The Times writers described patients involved in the "clinical trials" of thalidomide as "guinea pigs" because they were not informed that the drug was in a trial phase or that they, as patients on a routine office visit, were subjects in a study. This practice already had been found to be a "violation of the Nuremburg Medical Code." Worse, the study began after Richardson-Merrell researchers found thalidomide was lethal to animals in strong enough doses, according to both The Times and Dark Remedy. Those animal studies were buried.

While U.S. media have widely reported that the FDA did not approve thalidomide, they have failed to question our government's inability to shut down its "clinical trials." Tragically, the FDA rejections were themselves the cause for a greater dispensation of the drug under the so-called clinical trials.

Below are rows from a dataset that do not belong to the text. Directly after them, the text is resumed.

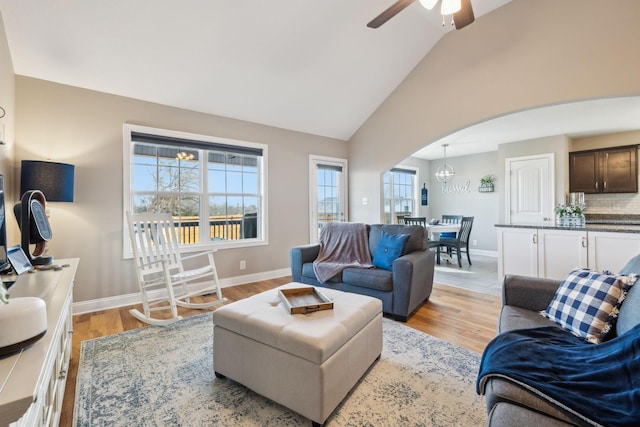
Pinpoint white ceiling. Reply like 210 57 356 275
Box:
0 0 640 159
0 0 510 140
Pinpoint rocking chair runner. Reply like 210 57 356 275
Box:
127 212 226 325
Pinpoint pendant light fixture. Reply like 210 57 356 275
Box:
436 144 456 184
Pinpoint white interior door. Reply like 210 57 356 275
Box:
309 156 348 243
506 153 555 224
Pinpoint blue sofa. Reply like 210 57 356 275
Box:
478 255 640 427
290 224 435 322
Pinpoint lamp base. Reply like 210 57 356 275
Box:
31 256 53 265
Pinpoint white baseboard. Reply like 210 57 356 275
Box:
469 249 498 258
73 268 291 315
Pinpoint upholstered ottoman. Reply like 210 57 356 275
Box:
213 283 382 425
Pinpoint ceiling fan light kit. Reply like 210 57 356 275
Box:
440 0 462 15
420 0 438 10
367 0 475 30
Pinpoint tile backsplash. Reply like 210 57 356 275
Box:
584 193 640 215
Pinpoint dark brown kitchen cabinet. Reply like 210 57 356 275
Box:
569 145 638 194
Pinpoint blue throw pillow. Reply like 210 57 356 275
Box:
373 231 411 270
540 268 637 344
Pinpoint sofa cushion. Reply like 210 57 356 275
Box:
302 262 342 283
540 268 636 344
616 255 640 335
498 305 561 333
373 231 411 270
369 224 427 257
342 268 393 291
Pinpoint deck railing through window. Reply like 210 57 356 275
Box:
174 215 256 244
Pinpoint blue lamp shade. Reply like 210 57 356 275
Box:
20 160 75 202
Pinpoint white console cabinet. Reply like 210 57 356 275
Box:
589 231 640 272
498 228 588 279
0 258 79 427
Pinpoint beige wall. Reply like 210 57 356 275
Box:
0 10 17 224
349 0 640 226
15 76 347 302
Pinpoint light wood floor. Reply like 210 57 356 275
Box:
60 277 500 427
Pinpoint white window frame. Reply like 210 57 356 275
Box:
309 154 349 243
381 165 420 224
122 123 269 259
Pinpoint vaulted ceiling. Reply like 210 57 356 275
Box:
0 0 509 140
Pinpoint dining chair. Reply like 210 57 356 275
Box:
440 215 462 239
429 216 474 268
402 216 427 227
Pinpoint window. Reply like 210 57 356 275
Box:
383 168 417 224
124 125 266 255
309 155 348 243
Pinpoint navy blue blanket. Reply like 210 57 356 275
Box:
476 325 640 426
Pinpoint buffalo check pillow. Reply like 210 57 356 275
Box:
540 268 637 344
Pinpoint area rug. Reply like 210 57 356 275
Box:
73 313 486 427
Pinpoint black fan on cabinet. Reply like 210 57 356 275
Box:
13 190 53 265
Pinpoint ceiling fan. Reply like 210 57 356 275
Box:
367 0 475 30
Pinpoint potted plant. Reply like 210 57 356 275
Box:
478 175 496 193
555 204 585 227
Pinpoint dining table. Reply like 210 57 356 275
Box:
425 223 460 264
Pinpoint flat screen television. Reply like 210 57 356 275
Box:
0 174 11 273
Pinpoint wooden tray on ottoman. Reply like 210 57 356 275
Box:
278 287 333 314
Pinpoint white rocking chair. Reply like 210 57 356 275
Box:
127 212 226 325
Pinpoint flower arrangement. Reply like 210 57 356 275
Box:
555 205 585 227
556 205 584 217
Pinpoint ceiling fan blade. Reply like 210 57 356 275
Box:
367 0 416 28
453 0 476 30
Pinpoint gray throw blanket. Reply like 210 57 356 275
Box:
313 222 373 283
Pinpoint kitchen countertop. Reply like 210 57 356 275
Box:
496 221 640 233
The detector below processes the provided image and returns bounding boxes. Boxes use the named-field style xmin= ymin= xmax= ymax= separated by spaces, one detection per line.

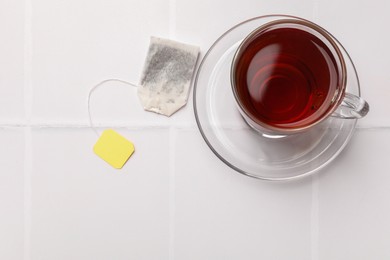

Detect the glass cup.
xmin=230 ymin=18 xmax=369 ymax=135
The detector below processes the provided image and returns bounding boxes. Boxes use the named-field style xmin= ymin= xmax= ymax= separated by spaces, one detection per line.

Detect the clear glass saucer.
xmin=194 ymin=15 xmax=360 ymax=180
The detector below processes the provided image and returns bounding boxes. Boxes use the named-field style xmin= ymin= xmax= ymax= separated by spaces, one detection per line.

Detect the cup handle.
xmin=332 ymin=93 xmax=370 ymax=119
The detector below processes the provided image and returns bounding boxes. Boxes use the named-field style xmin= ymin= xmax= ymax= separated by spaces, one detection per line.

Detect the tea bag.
xmin=137 ymin=37 xmax=199 ymax=116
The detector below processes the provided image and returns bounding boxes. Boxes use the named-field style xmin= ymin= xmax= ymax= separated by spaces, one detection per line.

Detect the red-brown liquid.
xmin=235 ymin=27 xmax=340 ymax=128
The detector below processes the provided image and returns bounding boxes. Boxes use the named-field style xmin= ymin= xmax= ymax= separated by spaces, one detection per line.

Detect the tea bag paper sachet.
xmin=137 ymin=37 xmax=199 ymax=116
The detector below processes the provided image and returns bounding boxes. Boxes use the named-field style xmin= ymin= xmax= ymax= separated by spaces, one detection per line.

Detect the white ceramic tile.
xmin=32 ymin=0 xmax=169 ymax=123
xmin=31 ymin=129 xmax=169 ymax=260
xmin=0 ymin=129 xmax=24 ymax=260
xmin=319 ymin=129 xmax=390 ymax=260
xmin=0 ymin=1 xmax=24 ymax=123
xmin=318 ymin=0 xmax=390 ymax=126
xmin=175 ymin=0 xmax=313 ymax=53
xmin=174 ymin=129 xmax=312 ymax=259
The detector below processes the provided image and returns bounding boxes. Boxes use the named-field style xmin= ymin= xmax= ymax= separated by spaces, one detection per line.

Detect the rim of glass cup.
xmin=193 ymin=14 xmax=361 ymax=182
xmin=230 ymin=16 xmax=347 ymax=134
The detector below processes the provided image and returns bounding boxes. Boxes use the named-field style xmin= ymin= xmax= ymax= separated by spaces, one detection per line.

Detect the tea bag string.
xmin=87 ymin=79 xmax=138 ymax=137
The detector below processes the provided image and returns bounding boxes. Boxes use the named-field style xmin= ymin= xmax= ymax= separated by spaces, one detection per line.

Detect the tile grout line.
xmin=23 ymin=0 xmax=33 ymax=260
xmin=168 ymin=126 xmax=177 ymax=260
xmin=310 ymin=174 xmax=320 ymax=260
xmin=310 ymin=0 xmax=320 ymax=260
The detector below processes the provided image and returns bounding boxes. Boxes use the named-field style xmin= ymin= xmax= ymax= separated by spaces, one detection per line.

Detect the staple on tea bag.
xmin=137 ymin=37 xmax=199 ymax=116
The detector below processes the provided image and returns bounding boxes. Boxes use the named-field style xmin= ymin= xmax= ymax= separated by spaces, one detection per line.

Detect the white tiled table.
xmin=0 ymin=0 xmax=390 ymax=260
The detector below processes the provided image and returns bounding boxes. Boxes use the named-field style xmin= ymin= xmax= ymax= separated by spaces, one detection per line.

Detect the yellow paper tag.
xmin=93 ymin=129 xmax=134 ymax=169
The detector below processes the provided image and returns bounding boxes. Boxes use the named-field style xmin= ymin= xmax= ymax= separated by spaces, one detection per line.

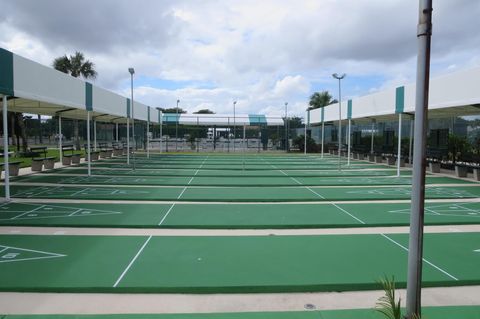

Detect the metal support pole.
xmin=370 ymin=121 xmax=375 ymax=154
xmin=347 ymin=119 xmax=352 ymax=166
xmin=160 ymin=111 xmax=163 ymax=154
xmin=303 ymin=111 xmax=308 ymax=155
xmin=406 ymin=0 xmax=432 ymax=318
xmin=338 ymin=93 xmax=342 ymax=171
xmin=233 ymin=101 xmax=237 ymax=153
xmin=322 ymin=121 xmax=325 ymax=158
xmin=175 ymin=100 xmax=180 ymax=151
xmin=408 ymin=119 xmax=414 ymax=166
xmin=242 ymin=124 xmax=245 ymax=152
xmin=397 ymin=113 xmax=402 ymax=177
xmin=130 ymin=82 xmax=137 ymax=170
xmin=3 ymin=95 xmax=10 ymax=202
xmin=58 ymin=115 xmax=63 ymax=164
xmin=93 ymin=120 xmax=97 ymax=152
xmin=332 ymin=73 xmax=346 ymax=171
xmin=127 ymin=117 xmax=130 ymax=165
xmin=147 ymin=120 xmax=150 ymax=158
xmin=285 ymin=102 xmax=288 ymax=152
xmin=87 ymin=111 xmax=92 ymax=176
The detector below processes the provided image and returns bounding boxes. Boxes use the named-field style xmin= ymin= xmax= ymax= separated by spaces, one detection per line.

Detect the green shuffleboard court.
xmin=0 ymin=202 xmax=480 ymax=229
xmin=0 ymin=306 xmax=480 ymax=319
xmin=5 ymin=185 xmax=480 ymax=202
xmin=12 ymin=174 xmax=473 ymax=186
xmin=0 ymin=233 xmax=480 ymax=293
xmin=42 ymin=165 xmax=411 ymax=177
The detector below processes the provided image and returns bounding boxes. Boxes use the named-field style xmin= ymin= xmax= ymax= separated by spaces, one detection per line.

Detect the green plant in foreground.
xmin=375 ymin=276 xmax=421 ymax=319
xmin=375 ymin=276 xmax=402 ymax=319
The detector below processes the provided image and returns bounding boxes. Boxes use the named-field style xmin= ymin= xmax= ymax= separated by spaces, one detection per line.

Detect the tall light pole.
xmin=233 ymin=101 xmax=237 ymax=153
xmin=332 ymin=73 xmax=347 ymax=171
xmin=285 ymin=102 xmax=288 ymax=152
xmin=406 ymin=0 xmax=432 ymax=319
xmin=128 ymin=68 xmax=136 ymax=170
xmin=175 ymin=100 xmax=180 ymax=151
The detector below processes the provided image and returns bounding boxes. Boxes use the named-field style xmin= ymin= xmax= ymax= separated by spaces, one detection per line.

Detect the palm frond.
xmin=375 ymin=276 xmax=402 ymax=319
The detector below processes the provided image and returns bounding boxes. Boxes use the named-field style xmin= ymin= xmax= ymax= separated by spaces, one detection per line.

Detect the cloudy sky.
xmin=0 ymin=0 xmax=480 ymax=115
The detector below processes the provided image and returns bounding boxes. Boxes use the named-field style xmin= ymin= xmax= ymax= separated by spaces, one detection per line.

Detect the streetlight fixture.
xmin=332 ymin=73 xmax=347 ymax=171
xmin=233 ymin=101 xmax=237 ymax=153
xmin=127 ymin=68 xmax=136 ymax=170
xmin=175 ymin=100 xmax=180 ymax=151
xmin=285 ymin=102 xmax=288 ymax=152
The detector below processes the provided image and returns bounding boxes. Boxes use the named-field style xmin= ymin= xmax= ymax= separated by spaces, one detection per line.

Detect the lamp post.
xmin=233 ymin=101 xmax=237 ymax=153
xmin=175 ymin=100 xmax=180 ymax=151
xmin=406 ymin=0 xmax=432 ymax=319
xmin=285 ymin=102 xmax=288 ymax=152
xmin=128 ymin=68 xmax=136 ymax=170
xmin=332 ymin=73 xmax=347 ymax=171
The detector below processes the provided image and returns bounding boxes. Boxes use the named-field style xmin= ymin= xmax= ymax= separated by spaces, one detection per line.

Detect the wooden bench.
xmin=98 ymin=142 xmax=112 ymax=158
xmin=62 ymin=144 xmax=81 ymax=165
xmin=0 ymin=161 xmax=23 ymax=176
xmin=112 ymin=142 xmax=123 ymax=156
xmin=30 ymin=146 xmax=55 ymax=172
xmin=83 ymin=144 xmax=100 ymax=161
xmin=427 ymin=160 xmax=440 ymax=173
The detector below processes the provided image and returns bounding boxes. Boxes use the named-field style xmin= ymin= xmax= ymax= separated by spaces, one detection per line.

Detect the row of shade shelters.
xmin=306 ymin=63 xmax=480 ymax=176
xmin=0 ymin=48 xmax=283 ymax=198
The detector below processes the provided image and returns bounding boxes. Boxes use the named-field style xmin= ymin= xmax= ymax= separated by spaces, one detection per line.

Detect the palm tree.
xmin=53 ymin=51 xmax=98 ymax=149
xmin=308 ymin=91 xmax=337 ymax=110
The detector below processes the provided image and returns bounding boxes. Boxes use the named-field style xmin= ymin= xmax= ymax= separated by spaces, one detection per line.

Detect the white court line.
xmin=68 ymin=208 xmax=83 ymax=216
xmin=423 ymin=207 xmax=440 ymax=215
xmin=158 ymin=202 xmax=176 ymax=226
xmin=332 ymin=203 xmax=366 ymax=225
xmin=27 ymin=186 xmax=60 ymax=197
xmin=265 ymin=161 xmax=325 ymax=199
xmin=10 ymin=205 xmax=45 ymax=219
xmin=380 ymin=234 xmax=459 ymax=281
xmin=187 ymin=155 xmax=210 ymax=189
xmin=113 ymin=235 xmax=152 ymax=288
xmin=278 ymin=168 xmax=458 ymax=281
xmin=177 ymin=186 xmax=187 ymax=199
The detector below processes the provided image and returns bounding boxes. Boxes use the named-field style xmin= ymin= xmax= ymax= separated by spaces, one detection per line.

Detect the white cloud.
xmin=0 ymin=0 xmax=480 ymax=115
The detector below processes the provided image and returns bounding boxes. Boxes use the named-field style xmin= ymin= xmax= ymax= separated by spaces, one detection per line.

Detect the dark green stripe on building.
xmin=85 ymin=82 xmax=93 ymax=111
xmin=347 ymin=100 xmax=352 ymax=120
xmin=395 ymin=86 xmax=405 ymax=114
xmin=0 ymin=48 xmax=14 ymax=96
xmin=248 ymin=114 xmax=267 ymax=125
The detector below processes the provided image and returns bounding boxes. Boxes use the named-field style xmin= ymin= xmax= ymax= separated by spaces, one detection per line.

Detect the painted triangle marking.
xmin=0 ymin=245 xmax=67 ymax=263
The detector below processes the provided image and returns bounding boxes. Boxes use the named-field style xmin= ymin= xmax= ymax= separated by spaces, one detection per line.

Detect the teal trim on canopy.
xmin=248 ymin=114 xmax=267 ymax=125
xmin=0 ymin=48 xmax=15 ymax=96
xmin=163 ymin=113 xmax=181 ymax=124
xmin=85 ymin=82 xmax=93 ymax=111
xmin=347 ymin=100 xmax=353 ymax=120
xmin=395 ymin=86 xmax=405 ymax=114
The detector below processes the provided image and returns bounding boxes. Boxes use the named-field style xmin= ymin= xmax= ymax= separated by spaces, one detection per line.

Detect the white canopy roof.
xmin=310 ymin=68 xmax=480 ymax=124
xmin=163 ymin=113 xmax=284 ymax=126
xmin=0 ymin=48 xmax=159 ymax=123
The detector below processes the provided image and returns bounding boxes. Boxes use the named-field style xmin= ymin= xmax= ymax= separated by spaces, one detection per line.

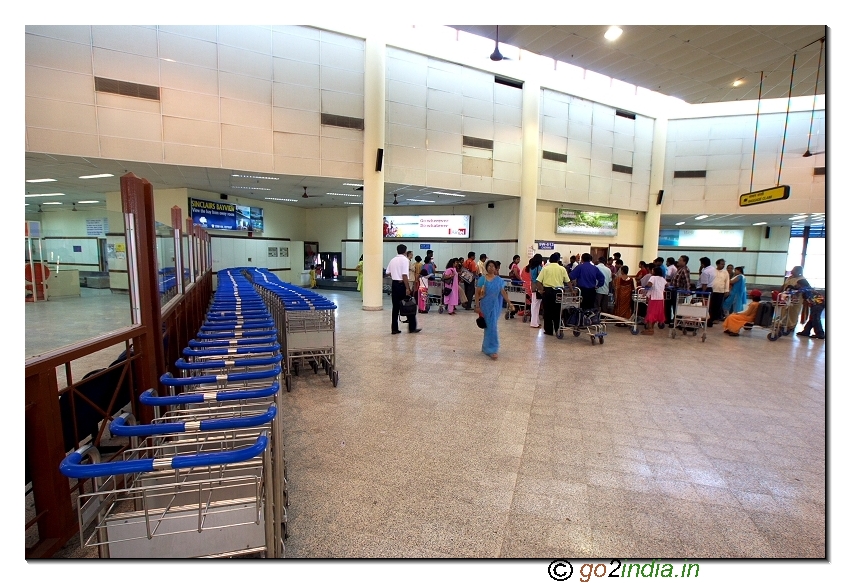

In both the Times and Dark Remedy accounts, at least 1,267 U.S. physicians were told A) the drug was being safely used in Germany; B) 20,000 patients had been taking it in the U.S. safely and C) follow-up was not needed.

The Times reporters elaborated on Richardson-Merrell's attempts to get past the FDA: "In fact, one of the reasons for the trial programme [sic] involving 20,000 or more patients was, it was said, to gather evidence of the drug's effects to present to the FDA." Ironically, it is because of the denials and the requests for more data that there were increasingly reckless administrations of the drug to women in the U.S., under a flawed system that allowed drug studies to go unmonitored.

A Forged Medical Paper Composed During a Golf Match

Most egregious was Richardson-Merrell's naked aggression of getting thalidomide into the hands of obstetricians by forging a paper under the name of an obstetrician from Cincinnati, Dr. Ray Nulsen.

The nature of Dr. Nulsen's compliance goes back to his relationship with Don Merrell, an executive of Richardson-Merrell and a family member of one its owners. Nulsen and Merrell had been in a college fraternity together. The ghosted paper, referenced by both The Times and Dark Remedy, was reportedly published in the American Journal of Obstetrics and Gynecology in June of 1961. The "data" used in this study consisted of notes that Dr. Nulsen's secretary jotted down. In sworn testimony, Dr. Nulsen later stated the "paper" was drafted during conversations over golf with Dr. Pogge, a Richardson-Merrell executive, who allegedly wrote the paper with assistance from his secretary, but signed Nulsen's name to it.

In our last piece, we mentioned that one Cincinnati-based doctor failed to report his delivery of thalidomide-injured babies, two of whom he delivered as stillborns. He called those "flukes." That doctor was Dr. Nulsen. He delivered at least three more infants with multiple defects, according to Dark Remedy and Suffer the Children. He also said that he gave pre-marketing samples of thalidomide to 80 pregnant women in his practice. He lied in depositions, then ultimately claimed he had maintained no records. According to The Times authors, Nulsen was given 109,000 tablets -- a number documented in Richardson-Merrell's records -- and "whenever he ran out, his secretary called the company, and it delivered a new supply."

As for Dr. Nulsen's practices in the "clinical trials," The Times reporters explained that his method of dispensation often involved his secretary leaving tablets of thalidomide in envelopes in a mailbox outside of his office. As Dr. Nulsen was an obstetrician, all his patients were women, and, during the Baby Boom, mostly pregnant women.